Nature of the claim and relief sought

Mr Lloyd relied exclusively on s 13 of the Data Protection Act 1998 to claim compensation for the represented class on a bottom‑up, uniform per capita basis. He advanced two principal legal contentions: (1) that s 13 permits awards for "loss of control" over personal data without proof of material damage or distress; and (2) that a uniform per capita sum could be awarded without individualised proof of the extent of Google’s processing in each case.

Issues framed by the court

1. Whether the representative procedure under CPR r 19.6 could be used in the way proposed.
2. Whether s 13 of the DPA 1998 permits compensation for non‑trivial contraventions without proof of material damage or distress (ie whether "loss of control" is a freestanding head of recoverable damage).
3. Whether user or uniform per capita damages could be awarded without individualised proof of unlawful processing and loss.
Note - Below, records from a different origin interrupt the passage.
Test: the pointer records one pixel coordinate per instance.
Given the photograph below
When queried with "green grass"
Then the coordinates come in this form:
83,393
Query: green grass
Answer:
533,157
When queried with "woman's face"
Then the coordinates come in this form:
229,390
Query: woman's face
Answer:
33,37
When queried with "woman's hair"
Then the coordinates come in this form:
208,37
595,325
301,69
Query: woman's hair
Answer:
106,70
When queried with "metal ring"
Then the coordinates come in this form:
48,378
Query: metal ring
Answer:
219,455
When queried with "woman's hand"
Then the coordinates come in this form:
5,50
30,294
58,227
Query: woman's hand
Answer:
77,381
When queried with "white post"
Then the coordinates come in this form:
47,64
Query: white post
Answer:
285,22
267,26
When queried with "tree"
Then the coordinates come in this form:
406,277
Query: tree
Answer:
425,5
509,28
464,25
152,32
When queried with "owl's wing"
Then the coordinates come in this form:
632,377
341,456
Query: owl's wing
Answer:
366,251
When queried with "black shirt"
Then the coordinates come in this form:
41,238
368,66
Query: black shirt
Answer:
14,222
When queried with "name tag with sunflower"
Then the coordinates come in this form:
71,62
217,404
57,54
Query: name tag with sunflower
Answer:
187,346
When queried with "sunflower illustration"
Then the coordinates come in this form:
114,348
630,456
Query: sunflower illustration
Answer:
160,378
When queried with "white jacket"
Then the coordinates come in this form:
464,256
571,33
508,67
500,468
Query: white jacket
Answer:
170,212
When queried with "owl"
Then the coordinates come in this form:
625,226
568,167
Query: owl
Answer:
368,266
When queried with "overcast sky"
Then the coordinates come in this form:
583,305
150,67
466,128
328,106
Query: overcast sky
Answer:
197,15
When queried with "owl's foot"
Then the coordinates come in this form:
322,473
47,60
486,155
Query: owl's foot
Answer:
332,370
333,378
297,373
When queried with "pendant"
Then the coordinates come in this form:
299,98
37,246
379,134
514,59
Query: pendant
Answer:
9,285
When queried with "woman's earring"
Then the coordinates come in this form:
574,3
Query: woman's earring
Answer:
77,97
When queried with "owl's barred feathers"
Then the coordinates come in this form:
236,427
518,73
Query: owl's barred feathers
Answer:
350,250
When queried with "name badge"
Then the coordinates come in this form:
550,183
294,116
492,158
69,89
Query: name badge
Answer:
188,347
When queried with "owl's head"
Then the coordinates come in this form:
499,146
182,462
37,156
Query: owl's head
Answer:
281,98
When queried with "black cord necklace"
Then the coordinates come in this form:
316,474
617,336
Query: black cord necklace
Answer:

Court’s reasoning and conclusion

The court affirmed that the representative procedure is a flexible and long‑standing tool and may be apt to decide common issues, including declarations, and to form the basis for subsequent individual claims. But it emphasised limits deriving from the compensatory nature of damages. On statutory construction and EU law context the court held that s 13(1) is a remedy for damage (material damage) suffered "by reason of" a contravention and that the remedial scheme contemplates that compensation requires proof of damage distinct from the contravention. The Court rejected the claimant’s submission that the principles in Gulati (compensation for misuse of private information including loss of control) should be transposed to s 13 so as to permit awards without proof of material damage or proof of the extent of processing in each individual case. Even if loss of control were conceptually relevant, the pleaded case did not and could not establish unlawful processing in each individual’s case beyond the fact of alleged placement of a cookie once; that minimal common factual basis could not, as a matter of law, support a non‑trivial award for each represented person. The representative claim as advanced had no real prospect of success and permission to serve out was refused.

Wider context: the court noted the limited legislative regime for collective redress in data protection and discussed the distinctions between representative, group and collective (Competition Act) schemes, highlighting that legislative reform would be the appropriate avenue for a generic opt‑out class action regime.

Appeal allowed. The Supreme Court held that the claim as pleaded had no real prospect of success because compensation under section 13 of the Data Protection Act 1998 requires proof of damage (material damage) or other statutory conditions; the court rejected the novel submission that non‑trivial contraventions give rise to compensation for "loss of control" without individualised proof, and concluded that a representative action framed on the pleaded, minimal common facts could not establish entitlement to damages for each represented person. Permission to serve out was therefore refused.

High Court (Warby J) refused permission to serve out: [2018] EWHC 2599 (QB); [2019] 1 WLR 1265. Court of Appeal reversed and granted permission: [2019] EWCA Civ 1599; [2020] QB 747. Supreme Court allowed Google’s appeal and restored the High Court order refusing permission: [2021] UKSC 50.